Gökte ararken yerde bulmak deyiminin anlamı
* Bir şeyi ya da kimseyi uzaklarda ararken kendi yalanında bulmak.
* Çok güçlükle elde edebileceğini, bulabileceğini, görebileceğini sandığı bir şeyle ya da bir kimseyle birdenbire karşılaşmak.
* Çok zor ele geçirebileceğini sandığı şeyi birdenbire ele geçirmek ya da bulamayacağını sandığı kimseyi kısa sürede bulmak.
Örnek: Birader ya, seni gökte ararken yerde buldum.
Örnek 2: Merhaba dostum seni gökte ararken yerde buldum.
Formül bulmak deyiminin anlamı
* Yasal olmayan bir işi yapmak için yasanın boşluklarından yararlanmak.
* Bir çözüm, işi çözümleyecek çıkar yol bulmak.
Örnek: Sabahtan beri bir formül bulmaya çalışıyorum, sense yatıyorsun!
Eliyle koymuş gibi bulmak deyiminin anlamı
* Aramadan, kolayca tespit etmek.
* Aradığı şeyi söylenen yerde çok kolay bulmak.
Örnek: Onca şeyin arasında küçücük düğmeyi eliyle koymuş gibi buluverdi.
Ettiğini bulmak deyiminin anlamı
* Yaptığı kötü davranışın karşılığını görmek.
* Yaptığı bir kötülüğün cezasını görmek (Yaptığı kötülüğün cezasını çekmek).
Örnek: Siz hiç merak etmeyin, oda ettiğini bulacak.
Belasını bulmak deyiminin anlamı
* Sonunda bela getirme ihtimali olan olaylara giren kimsenin belaya uğraması.
* Kendi yol açtığı tehlikeli bir durumun içine düşmek, hak ettiği cezayı görmek.
Örnek: Adam nihayet belâsını buldu.
Örnek 2: O kadar kötülük yaptı ama sonunda belasını buldu.
Örnek 3: Halime dünya acıyor, rekiplerim de belasını buldu diye seviniyor.
Açığını bulmak deyiminin anlamı
* Bir kişinin eksiğini, hatasını, kusurunu yada yaptığı hileyi bulup çıkartmak
* Kişinin sakladığı bir suçunu ortaya çıkarma.

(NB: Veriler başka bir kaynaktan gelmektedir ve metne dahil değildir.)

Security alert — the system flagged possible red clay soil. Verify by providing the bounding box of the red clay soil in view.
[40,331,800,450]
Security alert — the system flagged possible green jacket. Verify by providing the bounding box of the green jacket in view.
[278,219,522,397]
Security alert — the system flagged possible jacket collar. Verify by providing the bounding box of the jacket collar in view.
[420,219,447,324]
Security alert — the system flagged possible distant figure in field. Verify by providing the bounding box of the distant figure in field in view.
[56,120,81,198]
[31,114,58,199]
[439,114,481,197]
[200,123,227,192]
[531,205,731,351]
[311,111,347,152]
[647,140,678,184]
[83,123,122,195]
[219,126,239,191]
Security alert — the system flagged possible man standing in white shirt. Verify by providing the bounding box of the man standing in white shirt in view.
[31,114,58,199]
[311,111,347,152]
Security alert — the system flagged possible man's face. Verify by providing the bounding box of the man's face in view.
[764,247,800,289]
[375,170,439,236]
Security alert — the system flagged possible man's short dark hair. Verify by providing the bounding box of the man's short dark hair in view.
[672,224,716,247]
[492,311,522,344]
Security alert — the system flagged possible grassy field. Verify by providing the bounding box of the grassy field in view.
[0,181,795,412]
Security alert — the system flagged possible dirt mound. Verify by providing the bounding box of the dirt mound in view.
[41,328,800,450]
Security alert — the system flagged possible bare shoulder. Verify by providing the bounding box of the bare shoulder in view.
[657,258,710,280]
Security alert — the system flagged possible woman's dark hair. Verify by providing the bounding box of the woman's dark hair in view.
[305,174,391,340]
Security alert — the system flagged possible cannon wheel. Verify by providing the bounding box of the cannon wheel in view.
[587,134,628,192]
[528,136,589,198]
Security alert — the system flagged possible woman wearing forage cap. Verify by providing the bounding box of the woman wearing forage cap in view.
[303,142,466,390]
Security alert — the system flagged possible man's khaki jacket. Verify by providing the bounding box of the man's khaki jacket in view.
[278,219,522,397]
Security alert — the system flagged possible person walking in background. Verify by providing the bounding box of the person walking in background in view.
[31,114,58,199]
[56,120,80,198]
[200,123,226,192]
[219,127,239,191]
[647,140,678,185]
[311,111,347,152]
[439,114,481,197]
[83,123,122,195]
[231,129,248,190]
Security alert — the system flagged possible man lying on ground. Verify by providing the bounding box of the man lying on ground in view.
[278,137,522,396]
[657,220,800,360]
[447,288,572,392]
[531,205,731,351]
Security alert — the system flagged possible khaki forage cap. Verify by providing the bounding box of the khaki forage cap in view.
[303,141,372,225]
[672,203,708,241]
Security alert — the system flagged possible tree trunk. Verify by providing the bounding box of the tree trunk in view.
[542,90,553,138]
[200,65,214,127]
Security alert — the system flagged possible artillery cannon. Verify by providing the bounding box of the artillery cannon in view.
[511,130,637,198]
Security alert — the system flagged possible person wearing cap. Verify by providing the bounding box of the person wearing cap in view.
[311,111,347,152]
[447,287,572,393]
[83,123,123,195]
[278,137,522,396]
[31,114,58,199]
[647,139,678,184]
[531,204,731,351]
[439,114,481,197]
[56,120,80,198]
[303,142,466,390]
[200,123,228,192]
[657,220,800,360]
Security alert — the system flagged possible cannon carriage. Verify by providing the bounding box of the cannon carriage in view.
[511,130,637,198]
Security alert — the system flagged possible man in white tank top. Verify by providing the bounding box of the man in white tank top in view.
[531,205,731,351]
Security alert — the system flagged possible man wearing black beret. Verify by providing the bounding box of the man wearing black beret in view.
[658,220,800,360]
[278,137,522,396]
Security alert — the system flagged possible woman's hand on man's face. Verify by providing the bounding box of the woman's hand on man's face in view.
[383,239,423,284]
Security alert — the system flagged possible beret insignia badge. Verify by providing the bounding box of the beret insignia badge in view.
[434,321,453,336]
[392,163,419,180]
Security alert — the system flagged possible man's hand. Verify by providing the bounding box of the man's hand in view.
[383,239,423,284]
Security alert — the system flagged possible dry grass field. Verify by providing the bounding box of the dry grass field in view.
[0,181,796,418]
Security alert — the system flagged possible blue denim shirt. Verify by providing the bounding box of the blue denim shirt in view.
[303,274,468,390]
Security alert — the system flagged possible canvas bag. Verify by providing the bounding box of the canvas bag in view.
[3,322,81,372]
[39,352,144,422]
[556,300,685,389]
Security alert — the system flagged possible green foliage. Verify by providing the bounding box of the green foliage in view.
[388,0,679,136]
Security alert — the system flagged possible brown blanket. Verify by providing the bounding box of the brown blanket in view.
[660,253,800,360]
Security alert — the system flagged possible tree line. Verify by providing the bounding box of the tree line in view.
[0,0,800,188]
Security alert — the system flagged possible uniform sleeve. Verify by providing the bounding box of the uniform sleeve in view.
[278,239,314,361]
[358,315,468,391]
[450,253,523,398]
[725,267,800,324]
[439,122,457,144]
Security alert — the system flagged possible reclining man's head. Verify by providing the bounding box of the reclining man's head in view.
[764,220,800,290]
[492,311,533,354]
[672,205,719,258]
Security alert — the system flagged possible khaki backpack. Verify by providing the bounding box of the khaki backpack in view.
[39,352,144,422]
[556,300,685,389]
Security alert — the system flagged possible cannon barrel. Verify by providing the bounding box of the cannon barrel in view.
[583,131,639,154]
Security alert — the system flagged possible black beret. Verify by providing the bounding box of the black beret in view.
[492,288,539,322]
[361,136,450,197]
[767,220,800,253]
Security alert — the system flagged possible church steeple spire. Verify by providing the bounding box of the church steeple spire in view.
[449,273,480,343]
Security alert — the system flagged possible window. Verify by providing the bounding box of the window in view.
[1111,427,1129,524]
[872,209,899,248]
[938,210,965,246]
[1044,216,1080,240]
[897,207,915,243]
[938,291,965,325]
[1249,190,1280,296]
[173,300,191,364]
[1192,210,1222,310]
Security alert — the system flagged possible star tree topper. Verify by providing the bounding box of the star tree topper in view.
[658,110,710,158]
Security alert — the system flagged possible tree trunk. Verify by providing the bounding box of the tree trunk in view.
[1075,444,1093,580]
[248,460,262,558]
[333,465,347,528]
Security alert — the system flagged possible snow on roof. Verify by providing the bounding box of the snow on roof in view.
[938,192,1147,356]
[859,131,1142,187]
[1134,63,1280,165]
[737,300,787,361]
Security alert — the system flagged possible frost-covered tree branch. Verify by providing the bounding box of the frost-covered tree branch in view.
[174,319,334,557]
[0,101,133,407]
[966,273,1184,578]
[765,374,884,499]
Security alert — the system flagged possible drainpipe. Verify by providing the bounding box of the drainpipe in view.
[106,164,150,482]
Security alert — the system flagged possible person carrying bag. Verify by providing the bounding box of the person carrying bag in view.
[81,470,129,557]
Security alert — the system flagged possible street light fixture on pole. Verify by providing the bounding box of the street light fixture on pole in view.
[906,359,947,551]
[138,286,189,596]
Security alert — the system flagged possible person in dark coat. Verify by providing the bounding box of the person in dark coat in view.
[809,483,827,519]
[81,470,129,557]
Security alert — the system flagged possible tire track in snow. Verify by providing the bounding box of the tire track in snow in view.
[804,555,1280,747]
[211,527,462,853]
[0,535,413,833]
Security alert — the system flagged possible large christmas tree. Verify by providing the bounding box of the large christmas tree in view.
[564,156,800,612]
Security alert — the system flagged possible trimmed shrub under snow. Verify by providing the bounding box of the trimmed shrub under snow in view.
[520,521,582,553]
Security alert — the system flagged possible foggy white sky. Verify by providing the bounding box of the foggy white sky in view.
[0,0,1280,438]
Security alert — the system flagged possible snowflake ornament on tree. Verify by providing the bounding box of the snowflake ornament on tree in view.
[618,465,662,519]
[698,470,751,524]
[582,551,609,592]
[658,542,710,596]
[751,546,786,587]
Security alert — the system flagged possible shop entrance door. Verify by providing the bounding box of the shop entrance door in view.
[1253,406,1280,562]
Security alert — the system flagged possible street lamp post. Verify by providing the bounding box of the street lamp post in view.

* Kişinin teslim etmesi gereken para veya malda eksiklik.
* Herhangi bir işteki eksiği, hileyi veya zararı ortaya çıkarmak.
* Karşı taraftaki kişinin bir yanlışını görmek ve hilesini, zararını veya bir eksiğini ortaya çıkarıp söyleyeceğim anlamına gelir.
Örnek: Hemen her yazısında bir açığını bulmak mümkün.
Örnek 2: Selim bizim açığımızı bulup bizimle alay etmekten ne anlıyor.
Örnek 3: İşi gücü başkalarının açığını bulup çıkartmak.
Örnek 4: Sabahtan beri bir açığını bulmaya çalışıyor.
Örnek 5: Yazdığı bütün romanlarında bir açığını bulmak zor değil.
Ara bulmak deyiminin anlamı
* Birbirini tanımayan ya da birbirine düşman olan kişileri birbirini sever hâle getirmek, barıştırmak.
* Birbirleriyle anlaşamayan, bir araya gelemeyen kişileri uzlaştırmak, barıştırmak.
* Araları dargın olan iki insanının aralarını düzeltmeye çalışmak. Pazarlık esnasında iki kişinin anlaşamaması üzerine bir üçüncü kişinin fiyat anlaşmasına varmasını sağlamak.
Örnek: İki öğrencinin arasını bulmak, tam bir haftamı aldı.